An manchen Berlinale-Tagen kommt vieles zusammen. Filme, die scheinbar miteinander korrespondieren, die zu den Nachrichten des Tages eine unsichtbare Beziehung aufnehmen, auch zu den Kommentaren und Berichten der Magazine und Feuilletons. Manche Berlinale-Tage bewegen sich so in einem Netz von Neuigkeiten, von Sprache und Schrift. Der Freitag war so ein Tag, der ein solches Thema hatte. Zumindest hatte ich diesen Eindruck.

Polanskis "Ghost Writer"

Früh am Morgen lief der Film "Howl" des amerikanischen Regie-Duos Robert Epstein und Jeffrey Friedman, im Anschluss daran konnte man Roman Polanskis neuestes Werk "Ghost Writer" sehen. Natürlich könnte man jetzt über Polanski philosophieren und die Geschichte eines Schriftstellers, der die Memoiren für einen britischen Ex-Premier verfassen soll, in Beziehung setzen zu der derzeitigen Situation des Regisseurs. Die moralischen Fesseln des fiktiven Ghost Writers in dem Ferienhaus an der Küste mit den ganz realen am Fuße des Regisseurs in seinem Schweizer Chalet in Verbindung bringen. Geschenkt.

Mir ging ganz anderes durch den Kopf. Als ich am Freitag früh vor der ersten Vorstellung am Morgen die Zeitungen aufschlug und in den Kulturteilen blätterte, sprang mir die Diskussion über die Plagiatsvorwürfe gegen die junge Helene Hegemann entgegen. Stellungnahmen und Interviews, kritische sowie wohlwollende Stimmen. Und dann diese beiden Filme. Auch in ihnen ging es um Literatur und um die Frage, inwiefern das Geschriebene mit einem Selbst zu tun hat, auf welchen Erfahrungen es basieren solle oder gar müsse.

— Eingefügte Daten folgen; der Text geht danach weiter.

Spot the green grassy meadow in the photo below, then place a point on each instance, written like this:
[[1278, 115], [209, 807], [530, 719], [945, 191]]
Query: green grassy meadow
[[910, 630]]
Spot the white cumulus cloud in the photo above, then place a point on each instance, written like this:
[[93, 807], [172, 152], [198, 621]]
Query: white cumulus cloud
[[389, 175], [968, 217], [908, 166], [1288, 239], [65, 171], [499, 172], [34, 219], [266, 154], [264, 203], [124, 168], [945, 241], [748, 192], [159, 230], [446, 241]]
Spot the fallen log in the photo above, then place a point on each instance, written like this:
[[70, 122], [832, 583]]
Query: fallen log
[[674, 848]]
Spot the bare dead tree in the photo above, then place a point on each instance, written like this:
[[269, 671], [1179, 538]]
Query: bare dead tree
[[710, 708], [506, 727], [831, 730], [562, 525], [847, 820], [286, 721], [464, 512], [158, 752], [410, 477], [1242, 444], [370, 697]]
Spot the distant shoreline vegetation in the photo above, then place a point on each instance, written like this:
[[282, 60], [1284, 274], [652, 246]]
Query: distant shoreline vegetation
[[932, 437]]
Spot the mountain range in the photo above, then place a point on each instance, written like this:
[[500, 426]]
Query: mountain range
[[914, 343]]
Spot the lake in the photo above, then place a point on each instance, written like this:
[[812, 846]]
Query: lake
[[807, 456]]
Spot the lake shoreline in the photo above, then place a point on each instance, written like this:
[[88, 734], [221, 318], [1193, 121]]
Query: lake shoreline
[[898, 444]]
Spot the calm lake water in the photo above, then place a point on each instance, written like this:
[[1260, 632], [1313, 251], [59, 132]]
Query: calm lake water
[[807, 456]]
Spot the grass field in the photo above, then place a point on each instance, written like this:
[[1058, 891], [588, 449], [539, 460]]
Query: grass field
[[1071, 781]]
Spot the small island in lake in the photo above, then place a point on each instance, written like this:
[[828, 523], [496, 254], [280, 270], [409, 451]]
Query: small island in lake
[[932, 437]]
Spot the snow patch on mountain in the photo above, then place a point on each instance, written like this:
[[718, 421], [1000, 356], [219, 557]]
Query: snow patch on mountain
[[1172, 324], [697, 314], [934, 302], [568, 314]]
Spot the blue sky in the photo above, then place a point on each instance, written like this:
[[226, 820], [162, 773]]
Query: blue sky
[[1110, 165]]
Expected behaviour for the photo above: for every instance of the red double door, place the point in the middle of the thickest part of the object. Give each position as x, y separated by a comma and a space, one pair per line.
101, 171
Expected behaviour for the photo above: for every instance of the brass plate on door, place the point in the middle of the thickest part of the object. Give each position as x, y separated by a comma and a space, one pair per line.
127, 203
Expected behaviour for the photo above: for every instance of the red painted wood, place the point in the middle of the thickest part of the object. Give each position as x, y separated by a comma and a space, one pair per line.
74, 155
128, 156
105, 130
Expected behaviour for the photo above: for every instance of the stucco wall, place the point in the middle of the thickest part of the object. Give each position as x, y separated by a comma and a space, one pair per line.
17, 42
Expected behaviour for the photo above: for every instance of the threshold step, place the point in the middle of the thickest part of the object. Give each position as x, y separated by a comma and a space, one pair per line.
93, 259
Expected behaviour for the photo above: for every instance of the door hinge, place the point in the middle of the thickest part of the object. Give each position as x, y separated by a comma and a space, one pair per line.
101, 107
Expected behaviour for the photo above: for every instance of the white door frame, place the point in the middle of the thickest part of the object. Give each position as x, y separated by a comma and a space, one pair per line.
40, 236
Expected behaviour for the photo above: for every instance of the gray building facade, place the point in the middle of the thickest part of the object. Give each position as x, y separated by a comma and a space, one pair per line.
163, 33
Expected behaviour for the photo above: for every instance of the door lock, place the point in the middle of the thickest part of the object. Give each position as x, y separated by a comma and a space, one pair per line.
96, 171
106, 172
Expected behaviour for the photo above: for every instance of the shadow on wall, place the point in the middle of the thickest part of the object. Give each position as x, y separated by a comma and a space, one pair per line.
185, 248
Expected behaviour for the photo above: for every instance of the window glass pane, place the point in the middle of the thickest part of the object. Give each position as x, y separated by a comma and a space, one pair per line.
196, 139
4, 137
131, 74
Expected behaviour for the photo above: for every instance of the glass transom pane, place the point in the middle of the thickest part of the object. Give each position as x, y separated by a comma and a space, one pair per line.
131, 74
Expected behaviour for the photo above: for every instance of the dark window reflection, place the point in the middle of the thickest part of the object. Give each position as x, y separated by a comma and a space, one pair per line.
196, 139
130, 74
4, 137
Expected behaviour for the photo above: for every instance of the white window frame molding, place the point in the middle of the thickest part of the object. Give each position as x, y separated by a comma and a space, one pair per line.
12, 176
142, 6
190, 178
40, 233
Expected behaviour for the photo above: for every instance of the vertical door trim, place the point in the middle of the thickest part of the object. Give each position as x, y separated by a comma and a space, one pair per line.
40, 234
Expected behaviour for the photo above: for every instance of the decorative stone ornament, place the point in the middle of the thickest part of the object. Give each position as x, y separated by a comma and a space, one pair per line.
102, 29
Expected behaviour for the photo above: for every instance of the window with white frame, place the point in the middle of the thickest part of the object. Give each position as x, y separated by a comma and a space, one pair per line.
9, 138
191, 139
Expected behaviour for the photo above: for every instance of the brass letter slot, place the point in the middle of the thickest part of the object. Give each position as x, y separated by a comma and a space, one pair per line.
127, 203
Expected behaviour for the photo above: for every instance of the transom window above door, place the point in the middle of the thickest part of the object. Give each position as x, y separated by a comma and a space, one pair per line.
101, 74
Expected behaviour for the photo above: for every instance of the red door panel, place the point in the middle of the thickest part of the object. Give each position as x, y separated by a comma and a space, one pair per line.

"Howl" von Robert Epstein und Jeffrey Friedman

"Howl" ist eine Auseinandersetzung mit einem Gedicht des Beatnik-Poeten Alan Ginsberg aus dem Jahre 1955. Das führte damals aufgrund seiner Thematik und drastischen Sprache zu Protesten amerikanischer Konservativer. Auch zu einem Gerichtsverfahren. Der Vorwurf, obszönes Schrifttum zu verbreiten, wurde am Ende fallengelassen. "Ghost Writer" schließlich stellt hinter seiner eleganten Thrilleroberfläche Fragen: Darf man für einen anderen Menschen arbeiten, das heißt in diesem Falle Schreiben, wenn dieser Mensch moralisch verwerflich handelt? Und: Kann man sich überhaupt "hineindenken" in das Leben eines Anderen, das man doch möglichst wahrhaftig zu Papier bringen soll?

Ein Freund des Beat-schriftstellers Allen Ginsberg war Jack Kerouac, der in "Howl" auch auftaucht. Der Name Kerouac fällt öfters in der Diskussion um Helene Hegemann. Überhaupt sind viele Wurzeln der Autorin, oder besser: der Blogger, bei denen sich Hegemann bedient hat, bei den amerikanischen Beatnik-Meistern zu finden. Polanskis Film nähert sich dem Thema von einer anderen Seite. Ihm geht es neben der klassischen Kinofabel auch um die Frage, inwiefern Texte, die doch eigentlich tatsächlich Geschehenes schildern sollen, auf fiktives oder sogar manipuliertes Material zurückgreifen. Und wem man in dem ganzen Spiel um Manuskripte überhaupt noch trauen kann. Übrigens meldeten die Zeitungen genau an diesem Freitag, dass britische Geheimdienstmitarbeiter gemeinsam mit der CIA muslimische Terrorverdächtige verhört und gefoltert haben sollen. Das sind haargenau die Vorwürfe, die man dem britischen Ex-Premier im Polanski-Film macht. Alles Zufall? Alles Zufall! Aber auch wieder ein Beweis dafür, wie tief das Kino manchmal verwurzelt ist in den Zeitläuften, wie nah sich Film und Tagesgeschehen kommen können. Und wie ein Festivaltag das manchmal magisch verdichten kann.